A declaração se soma a um discurso contra o sistema eleitoral e a um contexto que inclui militarização do governo, flexibilização do acesso a armamento e naturalização da corrupção no país.

Para especialistas ouvidos anteriormente pela reportagem, toda essa atmosfera alimenta a desconfiança sobre um risco de golpe, que não deve ser ignorada, ainda que vários considerem improvável que tal cenário se concretize.
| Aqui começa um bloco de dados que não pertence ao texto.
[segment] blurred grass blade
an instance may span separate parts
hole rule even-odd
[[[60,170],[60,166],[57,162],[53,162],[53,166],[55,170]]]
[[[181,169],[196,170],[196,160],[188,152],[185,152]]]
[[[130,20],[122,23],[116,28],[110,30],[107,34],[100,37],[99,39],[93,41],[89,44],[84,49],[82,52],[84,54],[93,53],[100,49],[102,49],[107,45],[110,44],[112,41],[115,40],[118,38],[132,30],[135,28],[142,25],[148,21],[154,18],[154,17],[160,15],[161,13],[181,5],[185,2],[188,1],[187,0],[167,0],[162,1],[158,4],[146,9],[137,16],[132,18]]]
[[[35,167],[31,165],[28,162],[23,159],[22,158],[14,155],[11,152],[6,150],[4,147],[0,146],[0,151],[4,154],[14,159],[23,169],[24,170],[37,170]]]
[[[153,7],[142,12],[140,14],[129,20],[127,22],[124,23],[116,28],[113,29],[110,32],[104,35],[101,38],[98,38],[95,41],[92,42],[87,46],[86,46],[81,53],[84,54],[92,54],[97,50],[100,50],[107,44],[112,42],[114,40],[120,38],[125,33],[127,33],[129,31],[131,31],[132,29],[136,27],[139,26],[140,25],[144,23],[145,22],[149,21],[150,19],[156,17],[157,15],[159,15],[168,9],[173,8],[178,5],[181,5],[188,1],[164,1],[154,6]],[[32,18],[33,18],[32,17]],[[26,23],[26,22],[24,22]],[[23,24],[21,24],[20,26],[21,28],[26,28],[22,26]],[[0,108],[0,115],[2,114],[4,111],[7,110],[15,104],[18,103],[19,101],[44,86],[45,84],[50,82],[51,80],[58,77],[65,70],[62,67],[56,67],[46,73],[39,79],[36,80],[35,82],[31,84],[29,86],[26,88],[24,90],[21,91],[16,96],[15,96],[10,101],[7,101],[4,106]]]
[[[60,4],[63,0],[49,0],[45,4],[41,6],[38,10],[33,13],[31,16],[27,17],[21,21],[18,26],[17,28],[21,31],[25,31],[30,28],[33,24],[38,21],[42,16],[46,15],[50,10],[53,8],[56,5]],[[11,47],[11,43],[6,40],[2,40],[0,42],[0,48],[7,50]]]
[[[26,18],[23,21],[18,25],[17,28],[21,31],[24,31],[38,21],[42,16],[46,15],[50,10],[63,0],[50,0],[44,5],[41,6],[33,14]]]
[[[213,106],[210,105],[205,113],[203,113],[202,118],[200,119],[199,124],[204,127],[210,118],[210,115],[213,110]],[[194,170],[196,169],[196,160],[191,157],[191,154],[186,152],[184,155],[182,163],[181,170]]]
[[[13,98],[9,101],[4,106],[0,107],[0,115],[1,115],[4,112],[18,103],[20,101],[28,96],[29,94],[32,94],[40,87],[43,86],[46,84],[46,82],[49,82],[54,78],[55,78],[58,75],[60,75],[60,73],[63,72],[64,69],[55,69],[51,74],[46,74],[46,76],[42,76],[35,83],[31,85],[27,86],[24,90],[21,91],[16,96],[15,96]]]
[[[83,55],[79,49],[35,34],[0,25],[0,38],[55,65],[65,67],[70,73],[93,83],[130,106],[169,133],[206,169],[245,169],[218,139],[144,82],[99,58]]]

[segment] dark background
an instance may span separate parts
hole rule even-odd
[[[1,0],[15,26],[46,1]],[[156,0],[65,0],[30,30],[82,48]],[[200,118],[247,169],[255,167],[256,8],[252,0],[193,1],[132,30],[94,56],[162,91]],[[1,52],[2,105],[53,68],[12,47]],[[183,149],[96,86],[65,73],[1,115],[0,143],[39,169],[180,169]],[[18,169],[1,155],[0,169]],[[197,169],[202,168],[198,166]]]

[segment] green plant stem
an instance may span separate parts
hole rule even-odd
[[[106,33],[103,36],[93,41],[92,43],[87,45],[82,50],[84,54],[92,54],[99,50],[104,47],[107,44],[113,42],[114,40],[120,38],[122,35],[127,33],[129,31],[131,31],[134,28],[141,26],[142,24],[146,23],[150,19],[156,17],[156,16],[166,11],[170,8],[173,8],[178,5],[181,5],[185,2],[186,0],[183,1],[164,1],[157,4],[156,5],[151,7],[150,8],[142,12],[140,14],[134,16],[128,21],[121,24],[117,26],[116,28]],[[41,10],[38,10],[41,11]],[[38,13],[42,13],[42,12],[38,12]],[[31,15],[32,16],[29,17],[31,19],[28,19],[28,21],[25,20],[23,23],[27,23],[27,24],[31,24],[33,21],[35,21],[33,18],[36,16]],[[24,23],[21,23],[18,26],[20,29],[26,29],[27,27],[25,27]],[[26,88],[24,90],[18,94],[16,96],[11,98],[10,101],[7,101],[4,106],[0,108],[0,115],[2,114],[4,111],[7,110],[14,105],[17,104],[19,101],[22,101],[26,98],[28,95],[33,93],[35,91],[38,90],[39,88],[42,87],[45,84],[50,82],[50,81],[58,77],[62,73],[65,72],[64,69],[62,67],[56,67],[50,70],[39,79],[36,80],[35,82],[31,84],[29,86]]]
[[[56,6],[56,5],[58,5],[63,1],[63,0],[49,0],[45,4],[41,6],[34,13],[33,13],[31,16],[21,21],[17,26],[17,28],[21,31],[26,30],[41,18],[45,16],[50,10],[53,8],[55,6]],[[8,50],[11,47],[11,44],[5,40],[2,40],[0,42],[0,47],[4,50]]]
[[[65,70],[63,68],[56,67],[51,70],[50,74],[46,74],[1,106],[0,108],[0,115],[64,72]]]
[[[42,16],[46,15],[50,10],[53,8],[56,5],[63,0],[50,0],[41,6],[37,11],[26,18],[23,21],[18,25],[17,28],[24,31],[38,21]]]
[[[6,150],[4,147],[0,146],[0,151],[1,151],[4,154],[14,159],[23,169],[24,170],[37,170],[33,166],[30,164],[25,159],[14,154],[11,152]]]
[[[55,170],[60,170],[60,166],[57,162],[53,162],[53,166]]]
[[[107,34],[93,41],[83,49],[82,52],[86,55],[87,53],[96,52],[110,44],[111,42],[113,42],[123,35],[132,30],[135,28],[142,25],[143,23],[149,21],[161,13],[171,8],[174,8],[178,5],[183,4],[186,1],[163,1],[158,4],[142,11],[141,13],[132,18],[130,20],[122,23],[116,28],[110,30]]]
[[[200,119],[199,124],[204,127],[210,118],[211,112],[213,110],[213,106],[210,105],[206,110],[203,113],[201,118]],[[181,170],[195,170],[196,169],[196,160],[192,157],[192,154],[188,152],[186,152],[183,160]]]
A estratégia de manter um discurso que coloca em xeque o sistema eleitoral brasileiro e, ao mesmo tempo, questiona um eventual resultado negativo nas urnas aproxima Bolsonaro de outros líderes populistas, a exemplo do que fez Trump antes de deixar a Casa Branca.

No Planalto, Bolsonaro faz do mandato uma campanha eleitoral constante, alimentando sua base de apoiadores mais fiel com a retórica própria do autoritarismo.

Apesar de eleito por vias democráticas, especialistas afirmam que, em vários episódios, Bolsonaro já expressou de forma clara seu desprezo pelo sistema.

Ataques ao sistema eleitoral e à urna eletrônica fazem parte da retórica de Bolsonaro desde a campanha. Na véspera do pleito, em outubro de 2018, ele afirmou que só perderia se houvesse fraude. "Isso só pode acontecer por fraude, não por voto, estou convencido", disse em live em outubro de 2018.

As acusações infundadas se mantiveram mesmo depois de eleito. Em março de 2020, Bolsonaro disse que teria vencido a eleição ainda no primeiro turno, porém nunca apresentou nenhuma prova disso.

Até hoje, não há evidências de que tenham ocorrido fraudes em eleições com uso da urna eletrônica. A urna possui diferentes medidas de segurança e de auditoria.

Independentemente disso, há especialistas que defendem que o TSE (Tribunal Superior Eleitoral) deveria aumentar a transparência do sistema eleitoral e melhorar as possibilidades de auditoria das eleições. O problema, dizem eles, é que o debate técnico e sério acaba ofuscado pela desinformação e por mentiras.